Daqui de cima percebo a névoa densa da saudade

Como seria a cara da saudade? Como seria seu corpo? Teria ela, por acaso, a idade mostrada pelo tempo? Seria a saudade velha? Da mesma forma a saudade seria feminina? Uma linda mulher ou um decano ancião?

Foi na manhã de hoje, janeiro em seu começo, depois de uma noite chuvosa foi que pensei, pela primeira vez, qual seria a maneira melhor de definir saudade.

Sei, de antemão, que ela não se manifesta em outros idiomas. Nem que saudade pode ser mesurada simplesmente em polegadas ou outras unidades métricas quaisqueres.

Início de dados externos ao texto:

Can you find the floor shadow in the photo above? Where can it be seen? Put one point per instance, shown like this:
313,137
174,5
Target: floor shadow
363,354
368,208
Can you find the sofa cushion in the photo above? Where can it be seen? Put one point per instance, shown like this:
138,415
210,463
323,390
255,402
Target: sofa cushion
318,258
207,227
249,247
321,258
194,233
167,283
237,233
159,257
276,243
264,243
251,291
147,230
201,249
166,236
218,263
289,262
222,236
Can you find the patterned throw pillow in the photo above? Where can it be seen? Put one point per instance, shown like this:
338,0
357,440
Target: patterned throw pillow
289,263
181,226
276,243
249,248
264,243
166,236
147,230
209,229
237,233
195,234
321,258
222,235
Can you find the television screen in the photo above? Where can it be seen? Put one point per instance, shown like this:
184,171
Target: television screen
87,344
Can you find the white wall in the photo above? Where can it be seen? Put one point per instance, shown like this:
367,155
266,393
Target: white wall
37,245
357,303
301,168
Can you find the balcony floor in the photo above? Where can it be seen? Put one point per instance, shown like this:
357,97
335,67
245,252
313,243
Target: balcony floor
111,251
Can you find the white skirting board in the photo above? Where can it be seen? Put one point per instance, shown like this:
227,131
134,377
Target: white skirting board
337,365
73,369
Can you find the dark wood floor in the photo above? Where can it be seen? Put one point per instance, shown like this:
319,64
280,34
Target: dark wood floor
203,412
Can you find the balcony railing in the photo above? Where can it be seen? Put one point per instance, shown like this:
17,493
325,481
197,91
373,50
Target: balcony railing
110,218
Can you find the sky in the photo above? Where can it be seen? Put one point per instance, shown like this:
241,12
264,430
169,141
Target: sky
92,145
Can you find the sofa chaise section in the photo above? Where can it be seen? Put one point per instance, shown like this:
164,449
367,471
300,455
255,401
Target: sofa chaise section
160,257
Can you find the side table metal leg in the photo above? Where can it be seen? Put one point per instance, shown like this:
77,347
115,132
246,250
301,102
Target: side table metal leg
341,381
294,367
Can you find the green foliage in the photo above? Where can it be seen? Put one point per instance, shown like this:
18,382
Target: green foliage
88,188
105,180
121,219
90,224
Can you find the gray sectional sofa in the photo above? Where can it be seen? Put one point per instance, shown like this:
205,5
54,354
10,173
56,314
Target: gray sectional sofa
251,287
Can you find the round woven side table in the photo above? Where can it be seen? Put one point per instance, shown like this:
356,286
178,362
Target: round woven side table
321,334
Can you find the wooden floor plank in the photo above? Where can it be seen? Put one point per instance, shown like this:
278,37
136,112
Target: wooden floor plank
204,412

Ela simploriamente pode ser sentida. Um sentimento misturado à dor devido à falta de alguém que nos deixou faz tempo. Este sentimento nos assalta a qualquer hora do dia. No meu caso principalmente ao acordar. Entrar no consultório. Bem cedo de manhã.

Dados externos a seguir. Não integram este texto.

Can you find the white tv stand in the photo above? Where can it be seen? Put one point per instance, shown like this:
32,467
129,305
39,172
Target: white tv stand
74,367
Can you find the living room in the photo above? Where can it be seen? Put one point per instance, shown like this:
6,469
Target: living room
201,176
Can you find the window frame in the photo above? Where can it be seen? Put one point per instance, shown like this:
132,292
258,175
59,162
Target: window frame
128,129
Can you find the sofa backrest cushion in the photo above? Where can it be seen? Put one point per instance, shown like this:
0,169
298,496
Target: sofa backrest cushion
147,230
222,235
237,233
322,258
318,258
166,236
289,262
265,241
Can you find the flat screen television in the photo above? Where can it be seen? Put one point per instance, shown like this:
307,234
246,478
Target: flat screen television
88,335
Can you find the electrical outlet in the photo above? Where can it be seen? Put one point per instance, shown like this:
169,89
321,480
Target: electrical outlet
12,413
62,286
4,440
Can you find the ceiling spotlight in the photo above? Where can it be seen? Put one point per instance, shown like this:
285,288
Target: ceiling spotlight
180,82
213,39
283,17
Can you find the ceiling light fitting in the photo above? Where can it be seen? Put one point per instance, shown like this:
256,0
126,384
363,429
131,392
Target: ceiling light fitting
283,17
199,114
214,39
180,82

Antes das sete o prédio está vazio. Ao revés do que acontece dentro do meu peito, lá no fundo, no âmago, via de regra lotado de saudades, e outros sentimentos peculiares aos sentidos.

É quando a inspiração me assalta. Não de armas em punho. E sim devido à necessidade imperiosa que me faz escrever sempre.

Daqui do alto, olhando pela janela, do sétimo andar, um lindo dia se mostra.

Uma nesguinha de sol se deixa ver por entre as nuvens. Parece que a chuva vai dar trégua durante o dia de hoje. O asfalto molhado logo seca. As árvores do jardim respirando o resto de chuva que caiu durante a noite.

Mais abaixo, do lado esquerdo onde meus olhos apontam, a serra mais verde fica encoberta por uma névoa densa. Quase não se percebe o casario baixo que descansa sob a neblina cinzenta que amanheceu no dia de hoje.

A casa que me viu crescer permanece de janelas fechadas. Lá dentro mora um anjo. De nome Rosinha. Agora ela ainda dorme. Sendo cuidada por pessoas que a amam quase com a mesma intensidade com que meus pais a amavam. E cuidam dela com carinho e desvelo.

Ontem, no debrum da tarde, passei por lá. A querida Rosinha não estava num dia bom.

Bem a conheço. De quando em vez ela fica assim.

A senhora que faz o papel dos meus pais ausentes me explicou que Rosinha tem momentos de inquietude. Nestas horas é melhor esperar que a alegria retorne aquela casa de tantas lembranças ternas. De quando eu ali morava. Na companhia dos meus pais e de meu irmão mais jovem.

Hoje, depois de uma noite curta, como de costume não faço questão de ficar na cama por mais de cinco horas, para mim é o bastante, aqui cheguei, olhando para o lado de fora da janela.

Foi quando se descortinou, sob meus olhos, um lindo cenário que por certo vai mudar no decorrer do dia.

De repente nuvens cinzentas empanam o brilho do sol. Aquela névoa densa paulatinamente se desfaz. Ela ainda persiste sobre a casa onde morei. Onde passei os verdes anos da minha infância.

A casa, daquela rua hoje quase transformada, ainda pouco resta do meu passado, guarda dentro dela segredos da minha infância. Não consigo me lembrar de todos eles. Apenas parte.

Agora a névoa densa de novo voltou a encobrir parte do meu passado. A casa onde passei os melhores anos da minha vida ainda dorme. Dentro dela mora a Rosinha. Uma irmã querida, um anjo que um dia a vida vai levar, como todos nós seremos levados para um lugar especial, talvez sonhe com os anjos. Mais tarde, ao cair do dia, por ali passarei. Vai ser uma visitinha fugaz. Como sempre acontece.

Talvez, neste começo de manhã, agora o relógio mostra sete e alguns minutos, volto meu olhar para aquela casa tinta de saudade, paredes amareladas, a névoa que antes persistia se desfaça.

Mas a saudade que sinto do meu passado não vai se desfazer nunca.

De repente a nomeei de névoa densa de saudade. Ela vai e volta. Da mesma forma que a escuridão encobre a terra. Para de repente surgir a luz do sol.